"Hailed almost universally on its passage last year--it passed the Senate 89 to three and the House by 424 to one, with Ron Paul the lone dissenter--CPSIA is now shaping up as a calamity for businesses and an epic failure of regulation, threatening to wipe out tens of thousands of small makers of children's items from coast to coast, and taking a particular toll on the handcrafted and creative, the small-production-run and sideline at-home business, not to mention struggling retailers. How could this have happened?"

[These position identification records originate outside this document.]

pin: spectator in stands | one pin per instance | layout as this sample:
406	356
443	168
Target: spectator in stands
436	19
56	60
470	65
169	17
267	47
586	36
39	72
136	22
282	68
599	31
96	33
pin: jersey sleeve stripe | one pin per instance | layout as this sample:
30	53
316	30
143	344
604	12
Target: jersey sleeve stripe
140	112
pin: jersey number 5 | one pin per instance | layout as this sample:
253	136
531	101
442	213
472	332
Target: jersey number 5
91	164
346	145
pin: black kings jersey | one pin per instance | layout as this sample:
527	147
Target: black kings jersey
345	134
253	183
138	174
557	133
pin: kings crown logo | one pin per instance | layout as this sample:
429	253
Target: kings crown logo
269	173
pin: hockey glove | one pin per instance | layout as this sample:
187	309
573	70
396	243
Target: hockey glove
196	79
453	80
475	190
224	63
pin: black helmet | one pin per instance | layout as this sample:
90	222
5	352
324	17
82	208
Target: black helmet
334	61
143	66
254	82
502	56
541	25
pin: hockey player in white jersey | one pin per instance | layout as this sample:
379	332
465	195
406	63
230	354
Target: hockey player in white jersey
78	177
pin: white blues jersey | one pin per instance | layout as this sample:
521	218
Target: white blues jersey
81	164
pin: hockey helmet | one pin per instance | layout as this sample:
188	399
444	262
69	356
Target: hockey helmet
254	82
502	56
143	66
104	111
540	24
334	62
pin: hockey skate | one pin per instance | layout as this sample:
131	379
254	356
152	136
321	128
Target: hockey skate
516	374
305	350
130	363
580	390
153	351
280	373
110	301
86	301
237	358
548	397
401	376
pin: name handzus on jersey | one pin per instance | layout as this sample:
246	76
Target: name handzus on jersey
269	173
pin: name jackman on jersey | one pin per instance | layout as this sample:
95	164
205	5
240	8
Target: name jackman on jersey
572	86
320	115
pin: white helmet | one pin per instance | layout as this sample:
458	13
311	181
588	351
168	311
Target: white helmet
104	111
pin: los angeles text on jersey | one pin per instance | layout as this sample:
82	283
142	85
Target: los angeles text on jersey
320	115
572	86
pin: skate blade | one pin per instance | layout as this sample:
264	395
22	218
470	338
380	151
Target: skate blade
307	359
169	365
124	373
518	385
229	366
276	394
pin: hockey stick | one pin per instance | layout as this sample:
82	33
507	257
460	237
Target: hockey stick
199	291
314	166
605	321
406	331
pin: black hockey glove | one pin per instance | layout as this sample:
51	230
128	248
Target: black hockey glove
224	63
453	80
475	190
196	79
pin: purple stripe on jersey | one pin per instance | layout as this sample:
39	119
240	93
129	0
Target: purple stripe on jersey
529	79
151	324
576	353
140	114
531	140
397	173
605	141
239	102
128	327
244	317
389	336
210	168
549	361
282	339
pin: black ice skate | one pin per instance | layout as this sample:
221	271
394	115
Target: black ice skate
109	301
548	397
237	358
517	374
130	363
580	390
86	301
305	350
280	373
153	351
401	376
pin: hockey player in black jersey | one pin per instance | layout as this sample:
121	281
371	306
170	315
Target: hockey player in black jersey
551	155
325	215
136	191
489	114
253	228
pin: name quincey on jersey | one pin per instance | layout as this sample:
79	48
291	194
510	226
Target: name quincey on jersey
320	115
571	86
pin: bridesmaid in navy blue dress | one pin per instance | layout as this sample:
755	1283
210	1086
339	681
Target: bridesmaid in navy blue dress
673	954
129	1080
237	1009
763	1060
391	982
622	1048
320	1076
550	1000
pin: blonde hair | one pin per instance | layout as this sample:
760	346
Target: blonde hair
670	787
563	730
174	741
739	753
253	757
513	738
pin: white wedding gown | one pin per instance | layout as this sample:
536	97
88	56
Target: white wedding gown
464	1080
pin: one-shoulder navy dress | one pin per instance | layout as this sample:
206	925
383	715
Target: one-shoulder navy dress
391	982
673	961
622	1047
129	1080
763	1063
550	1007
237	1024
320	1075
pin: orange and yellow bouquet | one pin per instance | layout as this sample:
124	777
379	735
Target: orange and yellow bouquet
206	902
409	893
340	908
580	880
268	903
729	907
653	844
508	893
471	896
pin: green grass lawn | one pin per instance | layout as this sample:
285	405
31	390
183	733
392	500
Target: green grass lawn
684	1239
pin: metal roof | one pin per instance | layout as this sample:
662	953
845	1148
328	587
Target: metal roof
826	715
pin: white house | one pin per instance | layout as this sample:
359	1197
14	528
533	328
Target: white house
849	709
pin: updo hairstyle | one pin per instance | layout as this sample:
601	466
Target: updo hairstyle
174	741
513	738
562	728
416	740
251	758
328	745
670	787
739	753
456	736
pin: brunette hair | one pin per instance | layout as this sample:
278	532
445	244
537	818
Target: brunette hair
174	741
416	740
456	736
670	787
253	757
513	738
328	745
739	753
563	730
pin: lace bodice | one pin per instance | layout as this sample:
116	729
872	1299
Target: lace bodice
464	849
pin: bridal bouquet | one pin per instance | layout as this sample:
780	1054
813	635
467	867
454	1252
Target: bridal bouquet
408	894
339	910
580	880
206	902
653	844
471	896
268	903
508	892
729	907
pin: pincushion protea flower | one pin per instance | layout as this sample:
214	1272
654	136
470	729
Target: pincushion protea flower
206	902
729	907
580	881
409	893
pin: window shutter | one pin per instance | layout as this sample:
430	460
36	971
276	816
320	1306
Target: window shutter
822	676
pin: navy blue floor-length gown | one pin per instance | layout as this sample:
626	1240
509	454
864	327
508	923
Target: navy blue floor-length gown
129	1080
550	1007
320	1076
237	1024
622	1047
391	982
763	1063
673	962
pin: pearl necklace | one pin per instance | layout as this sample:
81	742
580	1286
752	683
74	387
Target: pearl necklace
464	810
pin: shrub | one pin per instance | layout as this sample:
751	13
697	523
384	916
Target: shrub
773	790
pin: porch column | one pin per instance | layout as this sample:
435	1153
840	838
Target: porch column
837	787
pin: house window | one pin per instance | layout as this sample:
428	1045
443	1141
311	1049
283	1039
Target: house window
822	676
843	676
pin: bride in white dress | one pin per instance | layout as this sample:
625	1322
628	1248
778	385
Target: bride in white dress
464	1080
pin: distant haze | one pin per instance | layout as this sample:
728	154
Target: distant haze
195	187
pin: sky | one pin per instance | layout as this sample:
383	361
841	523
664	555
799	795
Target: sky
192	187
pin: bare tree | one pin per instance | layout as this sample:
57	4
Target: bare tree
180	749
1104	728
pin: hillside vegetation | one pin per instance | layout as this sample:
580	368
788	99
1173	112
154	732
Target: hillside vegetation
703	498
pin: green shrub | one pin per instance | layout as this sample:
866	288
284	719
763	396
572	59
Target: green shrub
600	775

"For a given hand-knitted sweater, for example, one might have to pay not just, say, $150 for the first test, but added-on charges for each component beyond the first: a button or snap, yarn of a second color, a care label, maybe a ribbon or stitching--with each color of stitching thread having to be tested separately.
Suddenly the bill is more like $1,000--and that's just to test the one style and size. The same sweater in a larger size, or with a different button or clasp, would need a new round of tests--not just on the button or clasp, but on the whole garment. The maker of a kids' telescope (with no suspected problems) was quoted a $24,000 testing estimate, on a product with only $32,000 in annual sales."
The rest of the article here.
2 comments:
Thanks for posting this. I find it amazing that only one congressman and three senators had the foresight to see the HUGE GLARING problems in this act. Was reform needed? Absolutely. Too bad it came in such myopic, poorly planned legislation.
I agree- how could they miss what this would do to the economy, for one thing? Another thing baffling me is why the media didn't pick up on this earlier, and why it still doesn't seem to be getting major attention only a short time before it goes into effect.